Enhanced Predictive Analysis of Brain Tumor Survival Using Multimodal Data Integration
摘要
By utilizing cutting-edge machine learning and deep learning techniques, this study seeks to improve predictive analysis for brain tumors and overall survival prediction. We use imaging data, radiomics properties, and clinical information to create a strong model that outperforms current techniques. Our method combines logistic regression, random forests, and support vector machines (SVMs) to predict survival and uses convolutional neural networks (CNNs) to detect tumors. The findings demonstrate notable gains in accuracy and dependability, which support improved patient outcomes and individualized treatment plans. Brain tumors have a dismal prognosis and are among the most aggressive types of cancer, especially glioblastomas.
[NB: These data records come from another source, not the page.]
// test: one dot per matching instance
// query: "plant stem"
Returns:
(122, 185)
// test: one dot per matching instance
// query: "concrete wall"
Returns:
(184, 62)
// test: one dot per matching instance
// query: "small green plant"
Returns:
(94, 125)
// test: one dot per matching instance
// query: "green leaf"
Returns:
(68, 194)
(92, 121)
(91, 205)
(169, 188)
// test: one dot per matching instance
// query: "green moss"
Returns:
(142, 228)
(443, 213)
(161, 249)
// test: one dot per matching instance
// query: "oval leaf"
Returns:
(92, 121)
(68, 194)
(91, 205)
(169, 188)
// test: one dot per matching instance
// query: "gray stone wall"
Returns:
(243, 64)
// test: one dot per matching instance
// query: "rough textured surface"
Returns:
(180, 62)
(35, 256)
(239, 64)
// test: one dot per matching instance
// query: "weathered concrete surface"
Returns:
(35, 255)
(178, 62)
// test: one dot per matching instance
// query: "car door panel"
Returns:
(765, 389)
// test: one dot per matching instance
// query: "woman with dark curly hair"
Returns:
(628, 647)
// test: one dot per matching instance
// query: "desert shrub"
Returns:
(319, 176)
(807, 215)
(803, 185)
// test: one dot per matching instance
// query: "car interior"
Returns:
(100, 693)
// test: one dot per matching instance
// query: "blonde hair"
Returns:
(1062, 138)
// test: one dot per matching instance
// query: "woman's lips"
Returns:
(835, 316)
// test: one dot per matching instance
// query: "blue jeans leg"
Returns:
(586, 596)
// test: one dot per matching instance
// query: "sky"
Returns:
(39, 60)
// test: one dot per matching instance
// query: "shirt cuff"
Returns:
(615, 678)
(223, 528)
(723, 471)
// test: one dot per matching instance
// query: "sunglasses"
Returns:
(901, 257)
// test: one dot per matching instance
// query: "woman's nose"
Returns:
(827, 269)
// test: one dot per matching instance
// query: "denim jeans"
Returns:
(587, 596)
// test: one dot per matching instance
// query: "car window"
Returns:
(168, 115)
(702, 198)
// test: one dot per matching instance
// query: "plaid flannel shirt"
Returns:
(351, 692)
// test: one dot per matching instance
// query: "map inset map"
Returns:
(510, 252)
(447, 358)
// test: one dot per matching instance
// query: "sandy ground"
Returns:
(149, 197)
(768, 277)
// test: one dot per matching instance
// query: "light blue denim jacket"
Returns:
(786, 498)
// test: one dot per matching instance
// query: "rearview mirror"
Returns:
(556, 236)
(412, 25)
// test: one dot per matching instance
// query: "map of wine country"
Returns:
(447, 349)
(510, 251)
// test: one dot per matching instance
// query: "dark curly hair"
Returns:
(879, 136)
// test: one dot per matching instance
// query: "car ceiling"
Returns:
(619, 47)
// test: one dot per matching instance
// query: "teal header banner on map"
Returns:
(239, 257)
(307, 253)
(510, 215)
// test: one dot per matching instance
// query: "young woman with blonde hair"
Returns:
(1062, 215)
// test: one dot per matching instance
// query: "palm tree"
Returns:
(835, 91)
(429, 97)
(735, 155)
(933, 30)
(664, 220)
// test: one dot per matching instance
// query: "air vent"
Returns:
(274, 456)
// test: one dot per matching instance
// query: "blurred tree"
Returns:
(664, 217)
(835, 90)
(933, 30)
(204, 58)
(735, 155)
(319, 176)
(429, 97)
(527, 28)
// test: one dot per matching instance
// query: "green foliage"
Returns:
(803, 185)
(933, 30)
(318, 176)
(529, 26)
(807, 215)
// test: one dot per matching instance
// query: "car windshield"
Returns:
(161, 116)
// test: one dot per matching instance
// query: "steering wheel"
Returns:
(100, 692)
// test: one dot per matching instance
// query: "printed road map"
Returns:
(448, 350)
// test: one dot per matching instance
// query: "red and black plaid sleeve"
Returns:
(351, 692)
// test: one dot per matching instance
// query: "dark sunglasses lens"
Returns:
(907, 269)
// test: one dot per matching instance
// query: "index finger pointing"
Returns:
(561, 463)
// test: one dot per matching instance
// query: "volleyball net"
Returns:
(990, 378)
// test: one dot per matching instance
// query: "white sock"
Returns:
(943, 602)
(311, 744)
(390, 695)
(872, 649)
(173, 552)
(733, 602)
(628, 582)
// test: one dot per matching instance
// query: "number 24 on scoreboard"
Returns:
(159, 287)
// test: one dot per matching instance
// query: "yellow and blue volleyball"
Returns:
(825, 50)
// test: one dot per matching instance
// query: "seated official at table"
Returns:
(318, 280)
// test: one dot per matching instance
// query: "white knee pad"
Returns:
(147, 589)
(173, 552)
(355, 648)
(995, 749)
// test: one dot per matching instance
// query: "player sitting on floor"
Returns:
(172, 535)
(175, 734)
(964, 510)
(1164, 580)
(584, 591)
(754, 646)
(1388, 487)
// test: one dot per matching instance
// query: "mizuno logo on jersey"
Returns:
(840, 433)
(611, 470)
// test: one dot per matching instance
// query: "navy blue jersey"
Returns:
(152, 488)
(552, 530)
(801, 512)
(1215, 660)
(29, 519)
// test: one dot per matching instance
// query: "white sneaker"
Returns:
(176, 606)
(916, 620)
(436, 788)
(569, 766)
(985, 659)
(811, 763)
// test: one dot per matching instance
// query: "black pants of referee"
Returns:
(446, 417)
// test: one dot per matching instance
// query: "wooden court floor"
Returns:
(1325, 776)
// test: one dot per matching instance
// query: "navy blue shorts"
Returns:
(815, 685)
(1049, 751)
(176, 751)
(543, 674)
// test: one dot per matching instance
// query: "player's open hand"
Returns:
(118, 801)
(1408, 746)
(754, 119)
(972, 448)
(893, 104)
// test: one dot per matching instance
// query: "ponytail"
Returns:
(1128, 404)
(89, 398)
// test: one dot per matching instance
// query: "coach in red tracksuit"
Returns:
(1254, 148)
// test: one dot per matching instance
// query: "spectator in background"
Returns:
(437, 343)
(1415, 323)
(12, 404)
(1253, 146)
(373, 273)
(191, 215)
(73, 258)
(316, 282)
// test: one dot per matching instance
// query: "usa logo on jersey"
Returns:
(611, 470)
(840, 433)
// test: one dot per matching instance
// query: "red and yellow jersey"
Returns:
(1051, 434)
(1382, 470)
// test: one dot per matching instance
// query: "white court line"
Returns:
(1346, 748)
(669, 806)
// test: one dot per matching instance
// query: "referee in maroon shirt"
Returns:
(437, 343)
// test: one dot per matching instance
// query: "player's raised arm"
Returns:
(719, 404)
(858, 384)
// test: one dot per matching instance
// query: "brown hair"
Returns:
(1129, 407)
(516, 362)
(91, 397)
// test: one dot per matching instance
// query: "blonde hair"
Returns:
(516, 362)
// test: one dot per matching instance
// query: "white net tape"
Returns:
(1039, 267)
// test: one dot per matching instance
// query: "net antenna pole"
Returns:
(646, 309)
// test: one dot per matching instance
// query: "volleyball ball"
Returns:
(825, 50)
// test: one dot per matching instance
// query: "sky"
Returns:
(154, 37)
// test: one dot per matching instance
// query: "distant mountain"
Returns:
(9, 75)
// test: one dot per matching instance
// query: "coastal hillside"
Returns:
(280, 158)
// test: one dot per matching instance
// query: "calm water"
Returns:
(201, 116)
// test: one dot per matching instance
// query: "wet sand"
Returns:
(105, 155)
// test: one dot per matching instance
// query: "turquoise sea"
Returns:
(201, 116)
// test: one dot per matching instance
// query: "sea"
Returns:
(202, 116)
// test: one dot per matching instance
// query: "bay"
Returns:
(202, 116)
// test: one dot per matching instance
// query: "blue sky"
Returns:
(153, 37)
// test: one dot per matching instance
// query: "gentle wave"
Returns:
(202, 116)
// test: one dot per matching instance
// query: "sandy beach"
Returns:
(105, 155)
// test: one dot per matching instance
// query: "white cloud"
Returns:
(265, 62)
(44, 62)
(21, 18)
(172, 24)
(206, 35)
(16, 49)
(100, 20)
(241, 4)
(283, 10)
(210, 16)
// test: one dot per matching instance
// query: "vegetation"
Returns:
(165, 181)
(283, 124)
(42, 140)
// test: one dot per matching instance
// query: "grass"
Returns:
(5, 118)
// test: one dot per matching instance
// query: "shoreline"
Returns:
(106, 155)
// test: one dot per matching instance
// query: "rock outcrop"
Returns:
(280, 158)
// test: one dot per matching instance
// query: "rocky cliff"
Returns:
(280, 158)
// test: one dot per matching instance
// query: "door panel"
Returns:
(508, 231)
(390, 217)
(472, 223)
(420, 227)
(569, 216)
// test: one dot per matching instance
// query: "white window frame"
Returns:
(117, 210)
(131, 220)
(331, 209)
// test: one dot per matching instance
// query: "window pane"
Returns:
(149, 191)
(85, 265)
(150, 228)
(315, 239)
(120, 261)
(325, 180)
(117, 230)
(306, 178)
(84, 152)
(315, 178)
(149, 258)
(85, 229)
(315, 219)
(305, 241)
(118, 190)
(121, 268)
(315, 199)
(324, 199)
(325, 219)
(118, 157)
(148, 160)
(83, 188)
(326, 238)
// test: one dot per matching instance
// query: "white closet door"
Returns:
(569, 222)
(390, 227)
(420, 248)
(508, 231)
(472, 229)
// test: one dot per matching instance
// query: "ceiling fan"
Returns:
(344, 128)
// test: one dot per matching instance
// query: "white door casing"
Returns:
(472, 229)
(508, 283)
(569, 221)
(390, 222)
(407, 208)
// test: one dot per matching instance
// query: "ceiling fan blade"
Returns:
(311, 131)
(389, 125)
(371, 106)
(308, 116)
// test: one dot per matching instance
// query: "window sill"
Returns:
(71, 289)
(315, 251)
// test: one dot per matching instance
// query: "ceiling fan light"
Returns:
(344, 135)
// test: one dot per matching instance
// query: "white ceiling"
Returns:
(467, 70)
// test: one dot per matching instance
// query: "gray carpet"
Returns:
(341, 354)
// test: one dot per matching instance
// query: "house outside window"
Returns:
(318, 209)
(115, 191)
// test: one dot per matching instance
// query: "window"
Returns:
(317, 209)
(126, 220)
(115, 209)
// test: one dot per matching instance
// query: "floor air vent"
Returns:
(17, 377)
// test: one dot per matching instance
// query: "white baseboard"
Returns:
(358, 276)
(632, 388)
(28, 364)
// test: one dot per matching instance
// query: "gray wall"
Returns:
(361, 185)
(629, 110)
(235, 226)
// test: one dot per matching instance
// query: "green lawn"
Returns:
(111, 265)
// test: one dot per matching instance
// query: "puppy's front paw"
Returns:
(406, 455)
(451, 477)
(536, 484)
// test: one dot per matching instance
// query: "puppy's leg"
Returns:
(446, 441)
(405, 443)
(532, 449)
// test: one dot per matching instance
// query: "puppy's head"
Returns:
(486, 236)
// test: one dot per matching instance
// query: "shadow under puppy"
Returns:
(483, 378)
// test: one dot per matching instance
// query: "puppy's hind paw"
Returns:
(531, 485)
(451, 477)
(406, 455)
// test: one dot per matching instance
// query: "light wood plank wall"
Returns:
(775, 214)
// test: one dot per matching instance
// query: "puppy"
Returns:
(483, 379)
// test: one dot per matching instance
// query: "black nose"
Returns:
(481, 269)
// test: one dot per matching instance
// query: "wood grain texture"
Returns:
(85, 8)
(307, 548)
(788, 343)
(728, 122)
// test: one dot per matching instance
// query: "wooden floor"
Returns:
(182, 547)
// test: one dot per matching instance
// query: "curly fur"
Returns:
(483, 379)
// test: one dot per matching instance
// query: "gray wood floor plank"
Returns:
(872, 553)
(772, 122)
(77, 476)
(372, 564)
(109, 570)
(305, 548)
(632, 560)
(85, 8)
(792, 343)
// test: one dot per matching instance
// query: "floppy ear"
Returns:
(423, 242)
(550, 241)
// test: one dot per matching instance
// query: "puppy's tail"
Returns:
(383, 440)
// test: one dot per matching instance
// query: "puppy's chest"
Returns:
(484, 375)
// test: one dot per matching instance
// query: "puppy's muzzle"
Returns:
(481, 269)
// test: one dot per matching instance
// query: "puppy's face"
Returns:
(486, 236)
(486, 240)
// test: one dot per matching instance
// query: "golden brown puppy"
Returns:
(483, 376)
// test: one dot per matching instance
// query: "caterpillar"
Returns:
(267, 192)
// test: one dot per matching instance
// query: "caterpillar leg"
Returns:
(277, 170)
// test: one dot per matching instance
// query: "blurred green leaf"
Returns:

Improving patient outcomes requires early identification and precise survival prediction. Using clinical variables, radiomics data, and imaging modalities, this work suggests an improved prediction model that combines deep learning (DL) and machine learning (ML) approaches. We significantly increased accuracy by integrating machine learning techniques for survival prediction with convolutional neural networks (CNNs) for tumor identification. The suggested framework outperformed current techniques with a tumor detection accuracy of 99% and a survival prediction C-Index of 0.85. Our results demonstrate the promise of AI-powered strategies in neuro-oncology.